Engaging our kids in activities that make them feel comfortable, creative, inspired and open encourages them - and makes them feel comfortable to have good, honest conversations with us.
Because celebrating the real voices of our kids, their insights, dreams, observations, and joy is so much a part of our mission as filmmakers, we have come up with some ideas for fun activities that create conversation. These are great things to do over summer vacation and throughout the year.
The outdoors is full of inspiration for kids and adults. As stimulating as the out of doors is, it is free of the distractions of home. You won't be tempted to try and put away all the toys in the playroom or check your email "just one more time" when you are outside, immersed in nature.

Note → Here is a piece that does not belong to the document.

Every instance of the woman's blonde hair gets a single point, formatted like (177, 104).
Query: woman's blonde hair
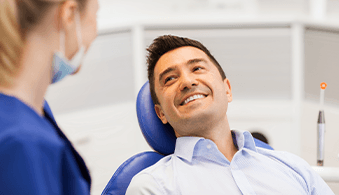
(17, 17)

Playing a game of catch, going on a nature walk, collecting shells, or searching for the perfect shady spot in the park all provide opportunities to ask and answer questions about the world around us and to get insight into what is on our children's minds and in their hearts.
Go For a Walk
Again, you are limiting the distractions that try to steal attention away from our kids, and you are limiting the distractions that prevent kids from focusing on their thoughts and engaging in conversation with us (it's pretty difficult to answer a question fully when they are indulging in some screen time).
Walking together gives your child the chance to fill you in on his or her day. If possible, walk home from camp or from school. Ask a mixture of precise and open-ended questions to remind them of different moments in the day, and to get a sense of what they enjoyed, what they didn't, and what those moments made your child think about and feel.
Questions like "what was the best part of your day" or "who did you sit with at lunchtime" are easier for kids to answer than "how was your day."
Build Something Together
When we work on something together we need to communicate and to focus. All of this helps to create a comfortable environment for conversation and for sharing. We feel connected when we are working on a project together and kids gain confidence and feel proud when they are able to build something from start to finish.
Get out some puzzles, look through craft books and science experiments and find a project that is challenging but not intimidating, that is collaborative and fun. Talk with your kids first and let them help you choose what project you want to do together. Talk about why you are choosing that project and talk, as you go, about what comes next, how the steps connect, and who should do what to make your project work.
Learn Something Together
It's good for our kids to see that we can still learn something. Kids feel less shy when they see that we also need to go step by step and they feel excited, right along with us, as we make progress to learn something new.
Learn simple sign language, or try another new language (especially if your child is taking lessons in school or through an afterschool program). Discover facts about animals or regions of the world, try out some new dance steps, or go to a music class together. Learning something new together gives you a sense of shared accomplishment. You can practice together and discover together, all the while nurturing an environment of communication, trust and support.
Cook a Meal
Integrate conversation and special time with your kids into your daily life. Cook breakfast or dinner together. Let your child help you choose what to make and include him or her in the preparation process. Reading recipes and measuring ingredients helps younger kids build literacy and math skills and making a meal together sets the stage for good conversations.
If you are making breakfast, talk about your plans for the day. If you are making dinner, talk abut your favorite moments of the day. Talk about ingredients, flavors, and family traditions. Preparing and eating food is a time honored way of connecting and sharing with others. Using this time intentionally with our kids passes along traditions and infuses an everyday task with joy.